Personal context plays an important factor in whether the
gig economy is beneficial and provides flexibility to workers or not. It can be
argued that millennials are the “beneficiaries and victims” of the gig economy
and zero hour contracts because it offers them the flexibility to work around
their studies and choose when and how many hours they would like to work
(Parkinson, 2017).Uber in their research found that people choose to work with
the company so that they have more control and around “11% of drivers in the US
are students”, with this number rising every year (Uber Newsroom, 2015). This
is because some students do not have many dependants or major financial
responsibilities and therefore the gig economy works to their advantage. Similarly,
for individuals who have been working up until the age of 50 and above zero-hour
contracts and work in the gig economy can be beneficial for them as it can offer
a “flexible transition from full-time work to retirement” (Monaghan,2017). However,
the flexibility and value of the gig economy and zero-hour contracts does not
apply equally to everyone in society.

The gig economy is a “labour market that is characterised by
short-term contracts and freelance work, rather than permanent jobs” (Wilson,
2017). Work in the gig economy includes “crowd work” which is work that is
completed via the internet and, “work on-demand via apps” where apps manage
traditional jobs such as “transport, cleaning and admin work” (De Stefano,
2015, pp.2). Whereas in zero-hour contracts the employer “is not obliged to
provide any minimum working hours and the worker is not obliged to accept any
working hours” (Acas,2017). The changing context of work means that
contemporary organisations are based on “neo-liberal global economic thinking”

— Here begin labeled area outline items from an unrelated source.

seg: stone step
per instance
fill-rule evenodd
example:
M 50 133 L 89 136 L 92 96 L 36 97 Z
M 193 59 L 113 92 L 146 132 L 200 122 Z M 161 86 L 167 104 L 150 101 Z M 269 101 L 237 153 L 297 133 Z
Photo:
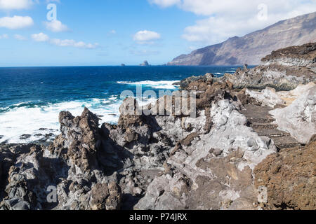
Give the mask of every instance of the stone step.
M 278 127 L 277 124 L 260 122 L 249 122 L 249 126 L 251 127 L 254 130 L 277 129 Z
M 258 127 L 253 127 L 253 129 L 256 132 L 258 133 L 258 134 L 259 134 L 259 136 L 266 136 L 269 138 L 291 136 L 291 134 L 289 133 L 278 130 L 276 128 L 262 128 L 262 126 L 261 126 Z
M 275 146 L 279 149 L 301 146 L 301 144 L 291 136 L 271 137 Z

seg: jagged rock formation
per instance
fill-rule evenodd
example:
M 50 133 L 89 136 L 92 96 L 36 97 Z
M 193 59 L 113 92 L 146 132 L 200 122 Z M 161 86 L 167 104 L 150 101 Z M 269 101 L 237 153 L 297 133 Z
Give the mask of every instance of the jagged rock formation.
M 316 141 L 269 155 L 254 170 L 255 186 L 268 188 L 266 209 L 309 209 L 316 206 Z
M 0 146 L 0 209 L 315 209 L 315 83 L 178 84 L 153 104 L 126 99 L 117 125 L 62 111 L 50 146 Z
M 276 49 L 316 41 L 316 13 L 280 21 L 242 37 L 196 50 L 176 57 L 169 65 L 259 64 Z M 315 69 L 315 67 L 314 67 Z
M 316 86 L 308 90 L 288 107 L 270 113 L 280 130 L 291 133 L 299 142 L 308 144 L 316 132 Z
M 316 80 L 316 74 L 310 69 L 316 62 L 315 52 L 316 43 L 280 49 L 263 59 L 261 65 L 237 69 L 233 75 L 225 74 L 225 78 L 232 82 L 235 88 L 271 87 L 277 90 L 291 90 L 299 84 Z

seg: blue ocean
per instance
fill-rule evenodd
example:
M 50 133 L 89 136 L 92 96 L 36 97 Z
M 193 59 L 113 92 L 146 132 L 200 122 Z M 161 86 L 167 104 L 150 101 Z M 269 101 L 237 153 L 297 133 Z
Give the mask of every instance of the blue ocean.
M 175 90 L 173 84 L 207 72 L 220 76 L 237 66 L 77 66 L 0 68 L 0 143 L 36 141 L 59 134 L 58 114 L 84 107 L 115 123 L 124 90 Z M 153 99 L 151 99 L 152 100 Z M 143 104 L 149 103 L 144 99 Z M 31 135 L 27 138 L 25 135 Z

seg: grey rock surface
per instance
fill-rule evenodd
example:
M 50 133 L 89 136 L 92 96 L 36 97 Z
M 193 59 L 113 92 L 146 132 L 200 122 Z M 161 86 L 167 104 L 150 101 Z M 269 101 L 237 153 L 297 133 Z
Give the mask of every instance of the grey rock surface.
M 310 88 L 292 104 L 270 111 L 279 129 L 291 133 L 302 144 L 316 134 L 316 87 Z

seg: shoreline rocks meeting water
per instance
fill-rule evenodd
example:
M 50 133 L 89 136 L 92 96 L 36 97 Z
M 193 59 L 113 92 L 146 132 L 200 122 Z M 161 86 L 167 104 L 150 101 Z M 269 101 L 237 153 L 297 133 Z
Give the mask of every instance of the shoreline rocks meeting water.
M 0 146 L 0 209 L 315 209 L 315 52 L 182 80 L 196 118 L 173 96 L 126 98 L 115 125 L 60 112 L 49 146 Z

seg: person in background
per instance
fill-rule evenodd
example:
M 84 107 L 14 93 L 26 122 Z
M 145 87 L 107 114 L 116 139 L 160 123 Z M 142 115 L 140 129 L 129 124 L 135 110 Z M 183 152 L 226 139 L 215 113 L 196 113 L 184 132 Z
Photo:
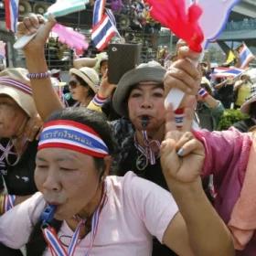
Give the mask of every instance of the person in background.
M 83 67 L 93 68 L 99 74 L 100 79 L 105 74 L 108 69 L 108 54 L 106 52 L 101 52 L 96 55 L 95 58 L 79 58 L 73 61 L 73 67 L 75 69 L 80 69 Z
M 251 80 L 250 75 L 243 73 L 240 75 L 234 84 L 234 99 L 235 99 L 235 109 L 240 108 L 246 99 L 250 96 L 251 88 L 252 81 Z
M 20 24 L 19 29 L 25 33 L 27 32 L 27 29 L 31 32 L 34 29 L 37 30 L 36 27 L 32 26 L 34 22 L 44 21 L 31 16 L 29 19 L 26 19 L 26 27 L 24 24 Z M 52 21 L 46 23 L 39 28 L 41 29 L 39 34 L 43 37 L 36 37 L 24 48 L 30 72 L 44 73 L 48 69 L 41 48 L 44 48 L 45 40 L 53 25 Z M 37 63 L 32 58 L 35 54 L 40 59 Z M 160 144 L 165 138 L 165 115 L 163 87 L 165 73 L 165 69 L 155 61 L 142 64 L 126 72 L 121 79 L 113 97 L 114 109 L 123 118 L 112 122 L 111 125 L 120 150 L 119 158 L 115 159 L 115 169 L 118 175 L 123 176 L 133 170 L 140 176 L 168 189 L 162 173 L 159 151 Z M 196 75 L 200 80 L 199 72 Z M 43 120 L 53 112 L 63 108 L 47 78 L 33 80 L 32 87 L 34 99 Z M 100 87 L 97 96 L 101 98 L 110 96 L 112 90 L 108 91 L 107 94 L 101 93 Z M 48 100 L 48 104 L 45 104 L 44 99 Z M 155 240 L 153 255 L 175 254 Z
M 69 91 L 73 100 L 77 101 L 74 106 L 86 107 L 97 93 L 99 76 L 97 72 L 88 67 L 69 70 Z
M 241 133 L 247 133 L 256 125 L 256 87 L 254 85 L 251 88 L 250 97 L 241 105 L 240 112 L 248 114 L 249 117 L 233 123 L 232 126 Z
M 213 82 L 214 98 L 221 101 L 225 109 L 230 109 L 234 100 L 233 79 L 218 78 Z
M 49 73 L 48 73 L 49 75 Z M 37 189 L 34 182 L 37 135 L 42 121 L 32 98 L 27 70 L 5 69 L 0 72 L 0 168 L 2 194 L 0 215 L 30 197 Z M 0 255 L 22 255 L 0 246 Z
M 166 93 L 177 88 L 184 91 L 187 97 L 197 95 L 200 85 L 195 77 L 196 67 L 187 63 L 187 59 L 191 58 L 197 58 L 195 53 L 189 52 L 187 48 L 180 49 L 179 61 L 165 78 Z M 190 109 L 192 111 L 193 107 Z M 176 150 L 181 151 L 181 157 L 192 157 L 196 149 L 204 147 L 205 159 L 201 159 L 204 167 L 198 167 L 197 172 L 202 176 L 213 175 L 216 192 L 213 205 L 232 233 L 236 255 L 255 255 L 255 130 L 245 133 L 233 128 L 221 132 L 191 131 L 183 133 L 191 136 L 191 140 L 180 139 Z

(Wilkinson et al 2017, pp.9), where due to an increase in external competition
organisations have adopted changes such as “downsizing, delayering” and
becoming more flexible (Nolan, 2011). Contemporary human resource literature
has focused on the impact of the gig economy and zero-hour contracts on society
and organisations. This essay will draw upon the literature to critically
analyse that the gig economy presents a “double edged sword” and offers
flexibility. However, flexibility and the extent to which it is valuable means
different things for people in the gig economy depending on their individual
circumstances. I will also question the notion of flexibility for workers and
who really benefits from such labour market incentives.